We live in an expanding world of information; the amount of data processed and processed by our application is growing rapidly. Jenna Conn and Hannah Cline, both software designers, discuss different methods you can use with a Python library celery to sort and optimize data by creating queues for your application and a better overall experience.
Kevin Kho, Perfect’s open source community engineer, and former data scientist discuss the data validation process with Spark and Dask, focusing on large-scale data. Kho looks at the challenge of validating different sections of data and how this challenge can be overcome by combining tools correctly. Kho explains that using Panan validation and how it can be done more efficiently with Spark, Dask and Fugu.
One of the most useful and reliable sources for everything related to Python is PyCon discussions, tutorials, and workshops. PyCon is a series of Python conferences organized annually by the Python community of volunteers and held worldwide.

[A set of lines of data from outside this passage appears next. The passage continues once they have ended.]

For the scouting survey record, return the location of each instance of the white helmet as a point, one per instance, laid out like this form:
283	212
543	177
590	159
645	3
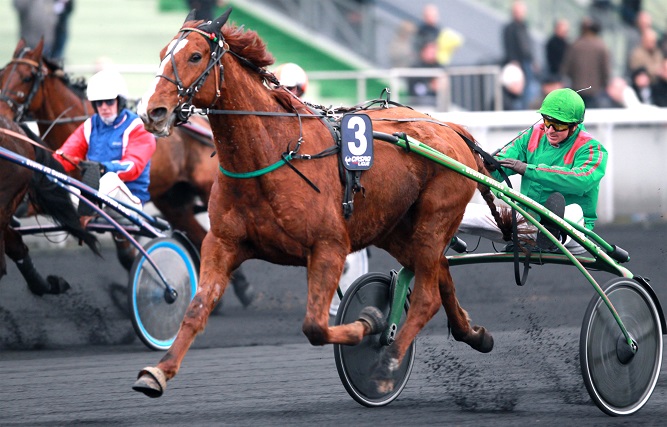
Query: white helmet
106	84
291	76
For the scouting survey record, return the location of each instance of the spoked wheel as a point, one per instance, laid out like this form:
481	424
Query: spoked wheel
355	363
155	317
619	381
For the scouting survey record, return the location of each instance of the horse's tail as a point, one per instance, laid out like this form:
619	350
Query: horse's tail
55	201
503	217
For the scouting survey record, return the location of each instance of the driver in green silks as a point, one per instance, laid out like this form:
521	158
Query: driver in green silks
556	157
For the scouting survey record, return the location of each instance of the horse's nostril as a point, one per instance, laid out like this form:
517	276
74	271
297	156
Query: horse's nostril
158	114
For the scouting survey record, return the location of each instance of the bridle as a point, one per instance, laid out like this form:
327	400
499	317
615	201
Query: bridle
38	75
185	94
184	109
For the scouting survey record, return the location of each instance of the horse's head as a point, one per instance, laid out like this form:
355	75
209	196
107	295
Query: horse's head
181	81
195	72
20	80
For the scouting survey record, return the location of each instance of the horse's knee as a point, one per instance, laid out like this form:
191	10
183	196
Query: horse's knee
197	313
315	334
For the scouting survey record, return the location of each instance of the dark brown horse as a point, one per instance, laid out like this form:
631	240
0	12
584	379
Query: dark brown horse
412	206
15	182
182	167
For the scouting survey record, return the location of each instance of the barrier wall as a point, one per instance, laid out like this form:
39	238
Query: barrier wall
635	185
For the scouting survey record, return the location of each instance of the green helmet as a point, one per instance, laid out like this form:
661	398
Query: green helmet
564	105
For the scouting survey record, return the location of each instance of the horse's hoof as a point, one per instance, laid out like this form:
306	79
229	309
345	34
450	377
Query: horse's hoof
485	343
58	285
245	295
151	382
374	318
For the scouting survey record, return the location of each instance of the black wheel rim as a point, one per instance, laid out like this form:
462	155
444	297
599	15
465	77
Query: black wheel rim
618	386
155	320
355	363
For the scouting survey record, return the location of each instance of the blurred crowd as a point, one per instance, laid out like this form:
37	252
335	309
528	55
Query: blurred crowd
576	56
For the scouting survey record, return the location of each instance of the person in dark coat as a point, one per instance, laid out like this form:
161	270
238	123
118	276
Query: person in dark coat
556	46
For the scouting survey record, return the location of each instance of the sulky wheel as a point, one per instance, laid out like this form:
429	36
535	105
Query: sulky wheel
156	319
355	363
619	381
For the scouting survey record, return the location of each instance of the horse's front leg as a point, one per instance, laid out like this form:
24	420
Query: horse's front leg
215	271
475	336
325	267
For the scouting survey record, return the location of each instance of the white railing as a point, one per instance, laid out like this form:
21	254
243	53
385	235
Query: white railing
465	87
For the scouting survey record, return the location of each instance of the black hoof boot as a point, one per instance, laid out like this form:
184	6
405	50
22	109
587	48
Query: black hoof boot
244	291
125	252
35	281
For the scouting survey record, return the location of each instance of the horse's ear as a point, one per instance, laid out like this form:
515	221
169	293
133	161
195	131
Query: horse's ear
19	47
191	16
216	24
39	48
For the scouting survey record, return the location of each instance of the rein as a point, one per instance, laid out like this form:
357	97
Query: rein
36	144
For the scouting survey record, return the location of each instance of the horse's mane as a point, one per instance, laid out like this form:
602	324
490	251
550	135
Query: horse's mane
78	85
246	43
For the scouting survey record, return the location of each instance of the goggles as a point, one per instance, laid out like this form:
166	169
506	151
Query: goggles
107	102
555	124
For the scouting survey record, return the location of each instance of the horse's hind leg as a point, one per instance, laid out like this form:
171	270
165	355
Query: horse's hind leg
17	251
215	271
424	304
325	267
178	210
459	323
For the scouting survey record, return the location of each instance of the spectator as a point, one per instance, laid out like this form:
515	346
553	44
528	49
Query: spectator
37	20
63	10
588	63
619	95
513	83
402	51
633	38
629	10
429	29
448	42
660	87
647	55
518	48
557	45
641	84
548	84
424	89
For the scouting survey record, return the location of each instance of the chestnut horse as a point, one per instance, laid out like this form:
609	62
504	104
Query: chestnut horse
182	167
53	200
411	206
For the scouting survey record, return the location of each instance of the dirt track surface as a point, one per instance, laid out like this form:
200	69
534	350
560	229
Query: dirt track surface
73	358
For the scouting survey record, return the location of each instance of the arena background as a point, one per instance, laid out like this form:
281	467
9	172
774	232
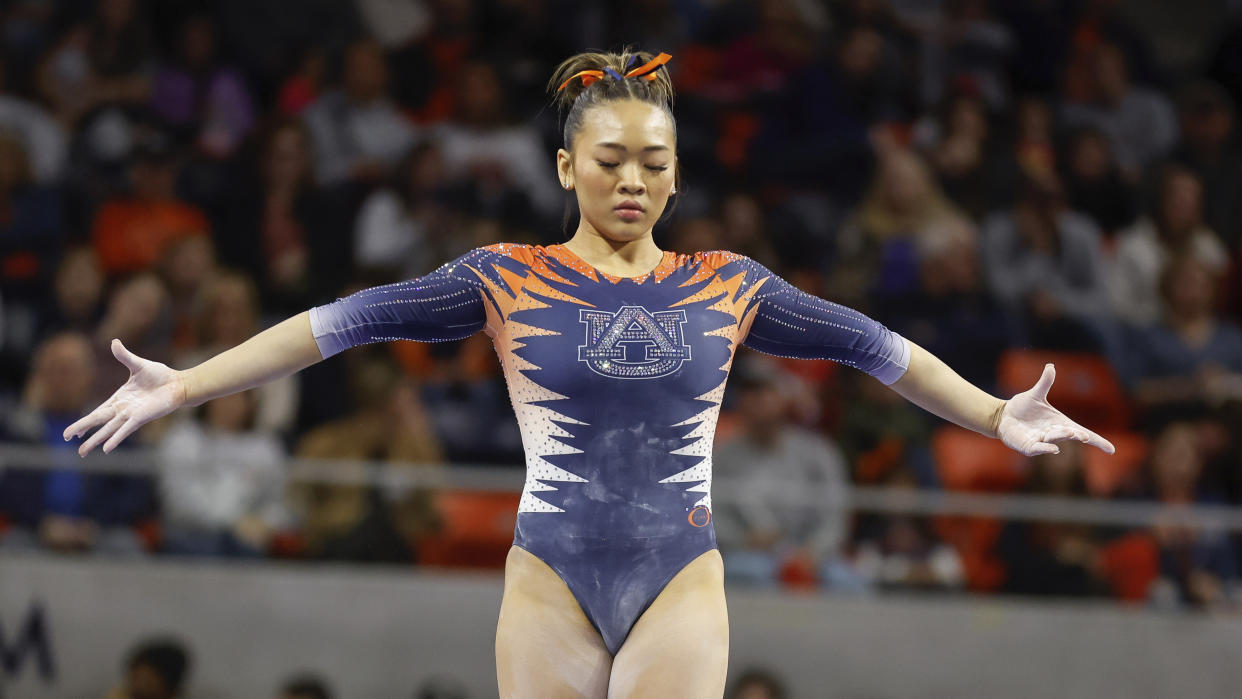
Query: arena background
1006	183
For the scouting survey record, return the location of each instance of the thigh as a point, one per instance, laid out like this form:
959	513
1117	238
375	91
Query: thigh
545	647
679	647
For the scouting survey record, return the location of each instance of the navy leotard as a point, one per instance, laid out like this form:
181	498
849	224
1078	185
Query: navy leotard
616	384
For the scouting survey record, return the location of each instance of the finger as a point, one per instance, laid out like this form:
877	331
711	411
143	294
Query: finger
1041	448
101	435
96	417
126	430
1060	432
123	355
1045	383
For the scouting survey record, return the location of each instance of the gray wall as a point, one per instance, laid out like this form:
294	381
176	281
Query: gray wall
380	633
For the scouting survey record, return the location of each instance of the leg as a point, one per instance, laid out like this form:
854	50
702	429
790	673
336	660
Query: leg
679	647
544	644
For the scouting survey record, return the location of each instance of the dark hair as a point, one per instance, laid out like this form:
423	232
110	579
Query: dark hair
167	657
307	687
575	99
759	677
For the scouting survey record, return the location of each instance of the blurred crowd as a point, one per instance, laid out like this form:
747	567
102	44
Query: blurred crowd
990	179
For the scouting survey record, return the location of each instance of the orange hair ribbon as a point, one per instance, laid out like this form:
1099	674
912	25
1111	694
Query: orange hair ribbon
643	71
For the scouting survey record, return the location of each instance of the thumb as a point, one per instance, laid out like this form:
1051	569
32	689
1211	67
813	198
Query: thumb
1041	387
132	361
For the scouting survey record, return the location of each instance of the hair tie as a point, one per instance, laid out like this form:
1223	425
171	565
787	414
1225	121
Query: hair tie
645	71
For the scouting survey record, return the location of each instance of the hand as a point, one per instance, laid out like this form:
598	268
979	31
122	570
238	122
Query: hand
152	391
1031	426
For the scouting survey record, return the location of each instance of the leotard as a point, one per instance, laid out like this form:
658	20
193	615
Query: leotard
616	384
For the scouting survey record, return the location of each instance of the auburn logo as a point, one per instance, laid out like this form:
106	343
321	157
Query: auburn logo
634	343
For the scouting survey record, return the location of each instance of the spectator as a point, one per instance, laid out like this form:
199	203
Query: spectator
282	230
30	222
398	227
760	538
221	482
199	99
1197	568
901	551
306	687
97	78
1043	265
345	522
504	163
876	250
1139	122
756	683
1175	227
225	317
1191	359
1053	558
1210	148
1094	184
42	138
131	232
155	669
66	509
358	132
951	314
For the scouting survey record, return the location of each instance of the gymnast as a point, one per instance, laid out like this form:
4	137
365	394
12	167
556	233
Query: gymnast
616	355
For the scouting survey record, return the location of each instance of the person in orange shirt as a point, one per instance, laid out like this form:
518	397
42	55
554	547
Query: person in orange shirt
131	234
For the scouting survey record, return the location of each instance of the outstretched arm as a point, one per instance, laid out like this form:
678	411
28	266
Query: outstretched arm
1026	422
445	304
789	322
155	390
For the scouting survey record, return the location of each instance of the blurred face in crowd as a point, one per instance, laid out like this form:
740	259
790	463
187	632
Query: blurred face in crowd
188	265
144	682
365	72
1181	202
231	311
288	157
1189	288
622	168
78	283
62	374
1091	158
135	306
904	184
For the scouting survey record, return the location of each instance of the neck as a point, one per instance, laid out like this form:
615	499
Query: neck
622	258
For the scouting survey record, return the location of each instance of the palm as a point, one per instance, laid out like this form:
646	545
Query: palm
1031	426
152	391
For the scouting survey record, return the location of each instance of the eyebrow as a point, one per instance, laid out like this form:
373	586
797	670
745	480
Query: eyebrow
619	147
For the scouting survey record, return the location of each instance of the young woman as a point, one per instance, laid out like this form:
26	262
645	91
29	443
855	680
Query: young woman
616	355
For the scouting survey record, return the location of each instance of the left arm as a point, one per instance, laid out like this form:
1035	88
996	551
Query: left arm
789	322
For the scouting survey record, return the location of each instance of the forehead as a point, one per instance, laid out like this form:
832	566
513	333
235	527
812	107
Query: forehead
629	122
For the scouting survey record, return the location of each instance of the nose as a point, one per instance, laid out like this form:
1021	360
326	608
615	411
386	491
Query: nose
631	180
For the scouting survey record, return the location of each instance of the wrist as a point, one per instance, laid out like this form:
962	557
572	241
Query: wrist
994	422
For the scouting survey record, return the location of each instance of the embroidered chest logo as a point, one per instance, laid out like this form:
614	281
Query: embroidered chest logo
634	343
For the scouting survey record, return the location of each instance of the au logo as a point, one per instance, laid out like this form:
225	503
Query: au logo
634	343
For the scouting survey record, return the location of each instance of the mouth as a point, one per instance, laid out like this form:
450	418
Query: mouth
629	210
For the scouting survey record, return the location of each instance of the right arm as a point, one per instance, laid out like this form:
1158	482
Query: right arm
446	304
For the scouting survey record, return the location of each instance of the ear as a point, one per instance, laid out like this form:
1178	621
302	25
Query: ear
565	169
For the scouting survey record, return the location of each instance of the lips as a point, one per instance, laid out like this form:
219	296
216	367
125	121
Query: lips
629	205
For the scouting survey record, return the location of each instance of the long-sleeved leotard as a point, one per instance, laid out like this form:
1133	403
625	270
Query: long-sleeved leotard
616	384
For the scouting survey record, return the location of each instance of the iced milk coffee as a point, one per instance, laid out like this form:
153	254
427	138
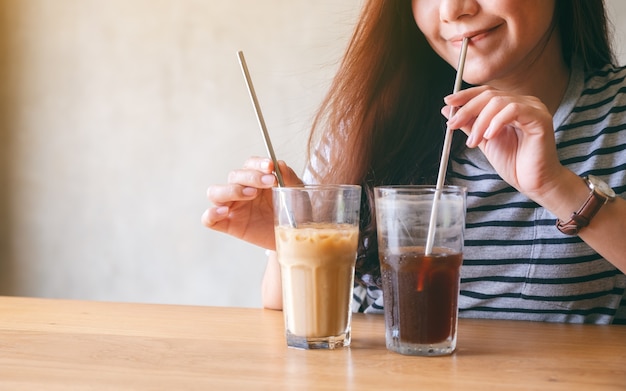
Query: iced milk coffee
316	247
317	266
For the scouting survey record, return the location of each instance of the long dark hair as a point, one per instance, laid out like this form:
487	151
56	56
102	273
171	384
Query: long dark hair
380	124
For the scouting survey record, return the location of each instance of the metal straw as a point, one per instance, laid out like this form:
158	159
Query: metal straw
445	155
266	136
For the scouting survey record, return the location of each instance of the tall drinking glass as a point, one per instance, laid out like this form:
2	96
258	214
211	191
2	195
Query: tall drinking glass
317	230
420	288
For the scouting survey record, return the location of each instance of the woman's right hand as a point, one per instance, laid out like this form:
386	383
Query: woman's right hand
243	207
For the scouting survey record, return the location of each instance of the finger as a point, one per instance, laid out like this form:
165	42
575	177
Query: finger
460	98
485	120
261	164
222	195
289	176
252	178
214	215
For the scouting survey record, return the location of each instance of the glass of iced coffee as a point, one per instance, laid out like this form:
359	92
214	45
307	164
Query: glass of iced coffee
317	230
420	274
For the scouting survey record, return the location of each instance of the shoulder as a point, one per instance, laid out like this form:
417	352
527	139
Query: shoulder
609	80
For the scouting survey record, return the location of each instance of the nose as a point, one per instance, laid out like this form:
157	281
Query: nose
453	10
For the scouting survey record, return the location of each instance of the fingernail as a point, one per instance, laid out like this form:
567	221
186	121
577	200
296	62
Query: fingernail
268	179
249	191
488	132
470	140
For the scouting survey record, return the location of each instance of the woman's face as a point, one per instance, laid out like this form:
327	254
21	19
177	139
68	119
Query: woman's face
506	36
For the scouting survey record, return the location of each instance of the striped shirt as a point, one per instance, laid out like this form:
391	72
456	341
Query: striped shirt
517	265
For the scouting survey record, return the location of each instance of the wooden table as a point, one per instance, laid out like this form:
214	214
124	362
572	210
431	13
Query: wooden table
82	345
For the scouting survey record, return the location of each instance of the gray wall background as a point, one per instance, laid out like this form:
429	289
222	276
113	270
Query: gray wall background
115	116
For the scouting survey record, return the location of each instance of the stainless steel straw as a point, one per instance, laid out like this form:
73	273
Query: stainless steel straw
266	136
445	155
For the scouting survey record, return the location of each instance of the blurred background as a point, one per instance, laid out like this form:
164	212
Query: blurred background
116	115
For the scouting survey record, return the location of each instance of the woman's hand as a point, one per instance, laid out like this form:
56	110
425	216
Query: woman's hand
514	132
243	207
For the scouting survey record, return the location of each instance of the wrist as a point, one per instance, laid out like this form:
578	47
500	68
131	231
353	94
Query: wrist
564	196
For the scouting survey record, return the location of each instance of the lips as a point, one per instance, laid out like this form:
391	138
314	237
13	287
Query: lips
473	35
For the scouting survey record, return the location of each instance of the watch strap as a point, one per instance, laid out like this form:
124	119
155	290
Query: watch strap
581	218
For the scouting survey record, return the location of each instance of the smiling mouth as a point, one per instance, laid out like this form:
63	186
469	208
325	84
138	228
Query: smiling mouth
473	35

The first and most important PyCon is the US version, which is often held in the first half of the year. PyCon US 2021 was held in May and included hundreds of discussions and tutorials focusing on different aspects of Python and targeting people from all levels of experience. Even if you are new to the world of programming and Python, I can guarantee that you will find a PyCon speech that matches your level and gives you useful information.
Python is a very versatile language that can be used in many applications, but one of the most common application areas in Python is data science. In this article, I proposed 7 amazing PyCon US 2021 discussions related to data science that are full of useful information for researchers of all levels.
In addition to the discussions I have suggested in this article, I recommend going through the entire list of PyCon negotiations, you may find yourself an interesting speech, but I did not mention this list.